Il est significatif que la première action du gouvernement britannique ait consisté en un parcours éducatif adressé aux très jeunes enfants (première année du primaire, donc 5 ans pour le Royaume Uni) concernant l’utilisation d’internet et la manière de ‘naviguer’ sans risques. Il est aussi significatif que cette action fasse partie du programme d’éducation à la santé. L’utilisation des écrans, d’internet et des jeux vidéo comporte en effet des risques potentiels de mauvaise utilisation qui constituent une atteinte à l’intégrité physique (il suffit de penser aux risques de pédophilie dans le cas d’internet) mais aussi à l’intégrité cognitive des enfants. En même temps, ces instruments utilisés correctement ont un potentiel même cognitif important.
Aux Etats unis, le National Institute on media and the family (en réalité une organisation privée, et connue pour son aversion envers les jeux vidéo) a publié un guide à la « Video Game Addiction » (Dépendance des jeux vidéo), inspiré des recherches de Gentile.  Au Canada le Conseil Canadien sur l’Apprentissage fournit un rapport ayant pour titre : « Jeux vidéo : influence néfaste sur le comportement, mais bénéfique sur l’apprentissage? »
Et en France ?
En France le site Pedagojeux (le site d’information et de sensibilisation sur le jeu vidéo)  « est né de la volonté de plusieurs partenaires institutionnels, professionnels et associatifs de créer un site d’information de référence sur les jeux vidéo et leurs usages. Il répond à deux objectifs : d’une part, sensibiliser le grand public sur les enjeux de la protection de l’enfance et sur le bon usage des jeux vidéo ; d’autre part, fournir aux parents et aux éducateurs une approche pédagogique autour des problématiques soulevées par le jeu vidéo ». Les sujets sensibles y sont donc abordés : le jeu et les rapports sociaux, la manière de choisir correctement les jeux les mieux adaptés à l’âge des joueurs.
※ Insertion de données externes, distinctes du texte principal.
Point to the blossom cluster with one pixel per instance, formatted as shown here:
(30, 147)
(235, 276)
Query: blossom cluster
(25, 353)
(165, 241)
Enfin, parmi les acteurs industriels, Microsoft offre un guide à la sécurité sur internet qui concerne l’addiction aux jeux : C’est plus net, signe que la bonne utilisation (et la gestion rationnelle des craintes des parents et des enseignants) de ces technologies satisfait les intérêts de tous les acteurs du monde du net et du jeu vidéo.

Il semble donc que la diffusion des jeux vidéo concerne désormais des acteurs et utilisateurs assez différents, et que le développement d’une pédagogie visant à enseigner la “bonne” utilisation des jeux vidéo s’impose, en même temps qu’une compréhension à la fois des effets potentiellement négatifs mais aussi positifs des jeux vidéo, notamment sur l’apprentissage.